My favorite movie was this movie The 5,000 Fingers of Dr. T. It was made in the early ‘50s and was the only live action movie that Dr. Seuss ever wrote and directed. I know we have all of our feelings about Dr. Seuss now, but it was my favorite movie as a kid.
It's this really crazy, dark musical about a little boy and his evil piano teacher. The little boy falls asleep, and he dreams that his piano teacher is making basically a concentration camp for young piano players to make them practice piano forever.
Definitely the aesthetic of that movie and the music in the movie influenced a lot of what I do now. It just is a very weird, special film, but it didn't get baked into culture, so it has this unique quality that was really formative to me, but not necessarily to everyone else. So I've stolen a lot from it.

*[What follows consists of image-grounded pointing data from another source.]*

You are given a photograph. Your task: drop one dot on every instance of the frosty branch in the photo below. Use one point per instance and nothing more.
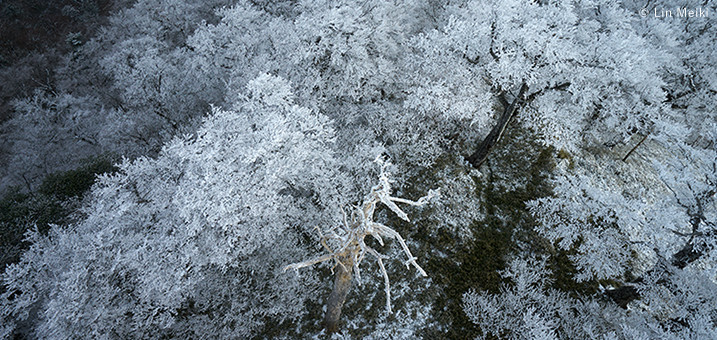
(349, 246)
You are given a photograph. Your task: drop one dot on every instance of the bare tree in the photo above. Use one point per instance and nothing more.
(349, 248)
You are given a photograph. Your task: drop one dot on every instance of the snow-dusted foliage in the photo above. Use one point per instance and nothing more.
(247, 123)
(346, 245)
(185, 244)
(527, 308)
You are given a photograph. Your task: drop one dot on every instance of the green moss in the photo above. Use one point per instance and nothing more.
(53, 203)
(75, 183)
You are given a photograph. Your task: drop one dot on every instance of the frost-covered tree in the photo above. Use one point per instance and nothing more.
(527, 308)
(186, 244)
(346, 247)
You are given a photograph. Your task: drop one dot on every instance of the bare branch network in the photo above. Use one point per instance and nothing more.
(352, 249)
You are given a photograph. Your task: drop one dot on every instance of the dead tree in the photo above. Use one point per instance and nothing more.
(346, 247)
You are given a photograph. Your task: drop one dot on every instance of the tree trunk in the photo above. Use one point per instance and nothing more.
(478, 157)
(342, 283)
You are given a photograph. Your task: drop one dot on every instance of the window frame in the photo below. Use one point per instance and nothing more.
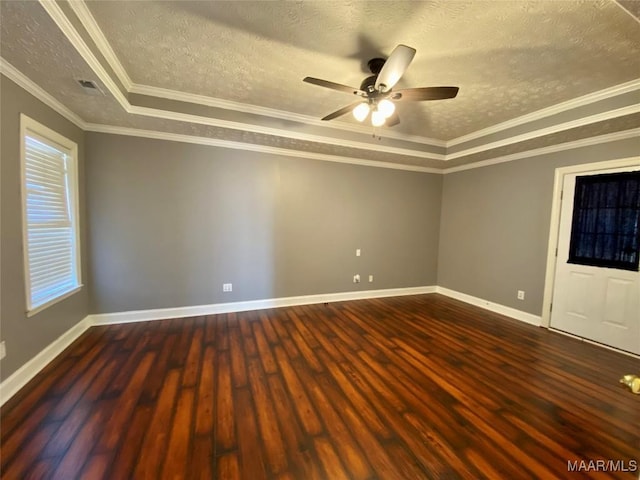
(31, 128)
(583, 182)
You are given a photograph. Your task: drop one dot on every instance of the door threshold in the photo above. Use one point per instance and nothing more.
(593, 342)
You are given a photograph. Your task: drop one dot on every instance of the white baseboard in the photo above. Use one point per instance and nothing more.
(17, 380)
(193, 311)
(493, 307)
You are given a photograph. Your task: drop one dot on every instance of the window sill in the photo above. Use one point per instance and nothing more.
(39, 308)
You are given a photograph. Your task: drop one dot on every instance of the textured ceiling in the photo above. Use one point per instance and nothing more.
(509, 58)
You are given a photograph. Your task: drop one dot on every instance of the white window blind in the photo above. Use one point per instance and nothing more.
(51, 236)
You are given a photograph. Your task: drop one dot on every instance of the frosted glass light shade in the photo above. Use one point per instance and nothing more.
(386, 107)
(361, 112)
(377, 118)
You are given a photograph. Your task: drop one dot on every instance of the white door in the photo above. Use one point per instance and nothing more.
(594, 302)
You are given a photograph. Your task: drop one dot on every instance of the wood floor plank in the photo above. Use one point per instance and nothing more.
(156, 438)
(175, 461)
(225, 420)
(275, 453)
(419, 387)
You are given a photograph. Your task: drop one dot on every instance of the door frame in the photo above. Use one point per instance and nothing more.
(560, 173)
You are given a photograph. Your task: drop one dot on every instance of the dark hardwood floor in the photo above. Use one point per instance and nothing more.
(396, 388)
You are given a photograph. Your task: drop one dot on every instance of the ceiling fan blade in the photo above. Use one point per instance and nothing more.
(394, 67)
(342, 111)
(333, 85)
(424, 93)
(393, 120)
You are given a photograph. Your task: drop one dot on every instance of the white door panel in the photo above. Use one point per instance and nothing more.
(600, 304)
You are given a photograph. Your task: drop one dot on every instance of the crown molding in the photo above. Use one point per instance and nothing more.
(31, 87)
(89, 22)
(214, 122)
(599, 117)
(60, 19)
(215, 142)
(549, 111)
(27, 84)
(273, 113)
(584, 142)
(87, 19)
(79, 44)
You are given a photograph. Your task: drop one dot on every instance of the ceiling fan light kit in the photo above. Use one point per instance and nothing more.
(377, 90)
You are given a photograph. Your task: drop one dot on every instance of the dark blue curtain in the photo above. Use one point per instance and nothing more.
(605, 230)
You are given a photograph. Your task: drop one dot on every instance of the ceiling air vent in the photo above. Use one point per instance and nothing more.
(90, 87)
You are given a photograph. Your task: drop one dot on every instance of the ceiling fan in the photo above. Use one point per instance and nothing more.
(376, 91)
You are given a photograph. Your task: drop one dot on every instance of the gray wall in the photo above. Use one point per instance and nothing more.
(495, 224)
(26, 337)
(171, 222)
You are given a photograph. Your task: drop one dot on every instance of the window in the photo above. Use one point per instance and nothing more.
(50, 215)
(605, 231)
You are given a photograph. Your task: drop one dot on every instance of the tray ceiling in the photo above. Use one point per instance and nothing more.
(233, 70)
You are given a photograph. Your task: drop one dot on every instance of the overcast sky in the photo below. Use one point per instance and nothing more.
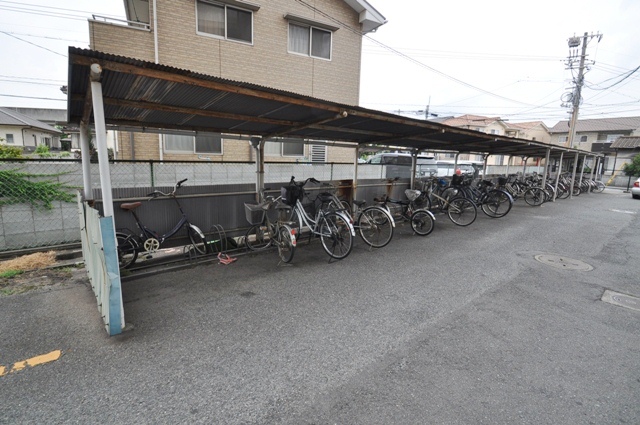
(494, 58)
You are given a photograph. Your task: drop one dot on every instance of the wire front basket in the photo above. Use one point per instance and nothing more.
(254, 213)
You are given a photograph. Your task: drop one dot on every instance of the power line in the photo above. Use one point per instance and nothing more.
(33, 44)
(32, 97)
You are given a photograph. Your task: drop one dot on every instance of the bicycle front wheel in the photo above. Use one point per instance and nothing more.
(422, 222)
(198, 241)
(496, 204)
(375, 227)
(286, 248)
(127, 250)
(335, 234)
(462, 211)
(534, 196)
(257, 238)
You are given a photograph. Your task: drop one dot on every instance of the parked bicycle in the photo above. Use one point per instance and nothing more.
(264, 232)
(422, 221)
(334, 228)
(373, 223)
(436, 194)
(148, 241)
(495, 203)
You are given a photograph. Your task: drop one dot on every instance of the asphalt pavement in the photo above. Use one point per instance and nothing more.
(464, 326)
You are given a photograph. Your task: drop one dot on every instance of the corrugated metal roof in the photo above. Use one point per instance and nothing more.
(11, 117)
(142, 94)
(626, 142)
(599, 124)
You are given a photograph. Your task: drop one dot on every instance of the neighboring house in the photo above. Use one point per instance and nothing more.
(625, 148)
(22, 131)
(597, 136)
(534, 130)
(310, 49)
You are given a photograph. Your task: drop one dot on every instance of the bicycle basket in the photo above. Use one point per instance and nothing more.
(290, 194)
(457, 180)
(254, 213)
(412, 194)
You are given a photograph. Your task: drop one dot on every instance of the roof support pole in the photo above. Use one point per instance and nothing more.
(545, 174)
(558, 172)
(101, 139)
(258, 145)
(86, 161)
(354, 185)
(414, 162)
(573, 174)
(584, 160)
(484, 165)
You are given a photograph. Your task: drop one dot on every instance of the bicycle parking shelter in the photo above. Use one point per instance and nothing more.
(134, 95)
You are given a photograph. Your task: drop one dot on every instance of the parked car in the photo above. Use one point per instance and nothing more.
(635, 190)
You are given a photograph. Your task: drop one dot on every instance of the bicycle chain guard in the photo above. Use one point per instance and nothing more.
(151, 245)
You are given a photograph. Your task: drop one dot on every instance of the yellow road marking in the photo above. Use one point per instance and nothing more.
(33, 361)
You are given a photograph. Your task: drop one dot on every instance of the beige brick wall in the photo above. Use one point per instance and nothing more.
(266, 62)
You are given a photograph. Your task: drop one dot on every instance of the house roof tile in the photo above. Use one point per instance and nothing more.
(11, 117)
(599, 124)
(626, 142)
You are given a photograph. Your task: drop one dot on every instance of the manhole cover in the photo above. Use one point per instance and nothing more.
(563, 263)
(621, 300)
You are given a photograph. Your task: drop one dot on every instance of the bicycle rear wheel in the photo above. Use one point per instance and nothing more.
(127, 250)
(335, 234)
(375, 227)
(462, 211)
(496, 204)
(198, 241)
(286, 248)
(258, 237)
(534, 196)
(422, 222)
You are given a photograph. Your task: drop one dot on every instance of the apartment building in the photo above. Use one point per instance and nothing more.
(309, 48)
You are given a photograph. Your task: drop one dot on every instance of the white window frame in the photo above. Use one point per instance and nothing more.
(310, 27)
(226, 26)
(280, 150)
(193, 150)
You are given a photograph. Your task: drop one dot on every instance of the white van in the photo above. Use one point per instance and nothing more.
(398, 164)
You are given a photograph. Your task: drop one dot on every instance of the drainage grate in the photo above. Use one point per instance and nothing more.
(563, 263)
(621, 300)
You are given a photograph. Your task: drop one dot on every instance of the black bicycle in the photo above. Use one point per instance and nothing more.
(149, 241)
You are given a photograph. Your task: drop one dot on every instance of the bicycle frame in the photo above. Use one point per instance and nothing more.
(147, 232)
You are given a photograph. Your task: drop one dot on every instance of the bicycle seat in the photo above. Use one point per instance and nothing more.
(130, 206)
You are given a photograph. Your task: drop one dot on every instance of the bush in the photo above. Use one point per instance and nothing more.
(10, 151)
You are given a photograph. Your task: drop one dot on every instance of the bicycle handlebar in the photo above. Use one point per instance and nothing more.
(157, 193)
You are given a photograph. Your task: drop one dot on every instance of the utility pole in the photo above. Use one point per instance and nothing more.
(576, 97)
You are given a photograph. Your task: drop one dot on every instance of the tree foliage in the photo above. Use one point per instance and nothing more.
(24, 188)
(10, 151)
(632, 168)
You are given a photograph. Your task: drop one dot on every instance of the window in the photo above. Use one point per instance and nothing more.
(224, 21)
(284, 149)
(310, 41)
(202, 143)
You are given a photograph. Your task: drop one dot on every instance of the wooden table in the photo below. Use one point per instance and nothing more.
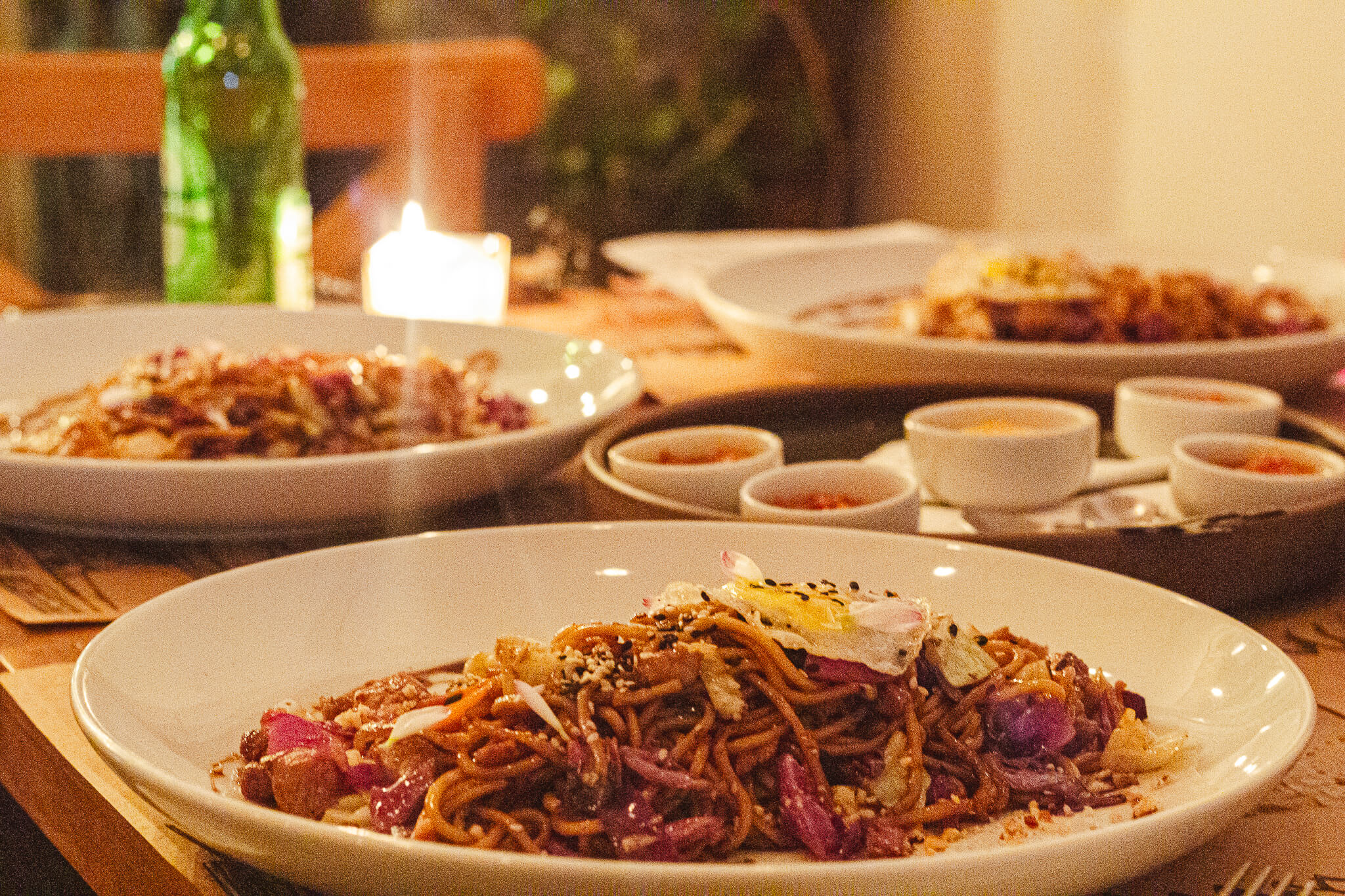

11. What was your teenage AIM screen name? What lyrics would make up your AIM away message today?
My AIM screen name was Taxidermy911. I was extremely goth as a middle schooler, like fully, extremely, extremely goth. I had no eyebrows and I drew on eyebrows that had fake stitches on them, and I made people call me taxidermy.
I think if I had [AIM] today, I would definitely pick something from the musical Annie. That musical was very genius. It's always stuck in my head, so it's weaved its way into being attached to important memories with me as an adult.
What is your favorite meme/internet joke and why?
If I look at the whole history of the internet, I love Salad Fingers, which is like vintage internet. Newer stuff… I really like the videos that Aiden Arata makes and she's a friend of mine. And I also really like the meme page Today Was My Birthday. They're like weird pictures of creepy old toys and then they say kind of upsetting and traumatic stuff just in general, but I really resonate with a lot of the ones on that account.
13. What is your favorite red carpet look of all time worn by someone else?
When I think about my favorite red carpet anything I think about when Courtney Love threw a compact at Madonna at the MTV Music Video Awards. Her outfit was also really good. But it's such an iconic moment in time. I love it when you see something that really just feels earnest.
14. What is one thing everyone should buy that is under $10?
I think that everyone should buy a cup of coffee for me. I like a giant black iced coffee.
15. What piece of clothing from high school do you wish you kept?
I feel lucky. I think that I hoarded a lot of my old clothes. I have a really good collection of all my goth clothes from high school, so I have a lot of tripp pants, and I have a lot of crazy bullet belts, and giant shoes, and corsets. I wish I kept more of the corsets. I feel like I got rid of some of those and I wish I kept them.
16. What is your go-to sad song?
When I really want to break my own heart musically, I listen to Judy Garland's final performance of “Over The Rainbow,” the last time she sang it.
17. What reality show would you most like to appear on?
I would want to be on Dance Moms and I would want to both be the daughter and my own mother at the same time. The stage parent/child relationship is one that I resonate with but just compounded into my own personality. I feel very much like my own controlling stage mom and a little kid who just wants to take a nap.
18. What is your best beauty tip or trick?
For all of the Sloppy Jane stuff, I wear so much makeup and I wear a foundation that's way lighter than my skin to reflect light better. I wear stage makeup and I really like that. I like having an entirely new face to put on for what I do, cause I think that it helps me get into a better zone for performing. Then on the other side of that, it gives me my own natural face to come home to and have that be the one that I talk to my friends with.
19. What is your favorite pair of shoes that you own and why?
I used to strip and I had these shoes that, a little bit after quitting stripping, me and my best friend set on fire. And then I threw their ashes into the ocean. But they still belong to me and so those are my favorite pair. They were just black stripper heels. What they look like doesn't matter, but I like the story of them.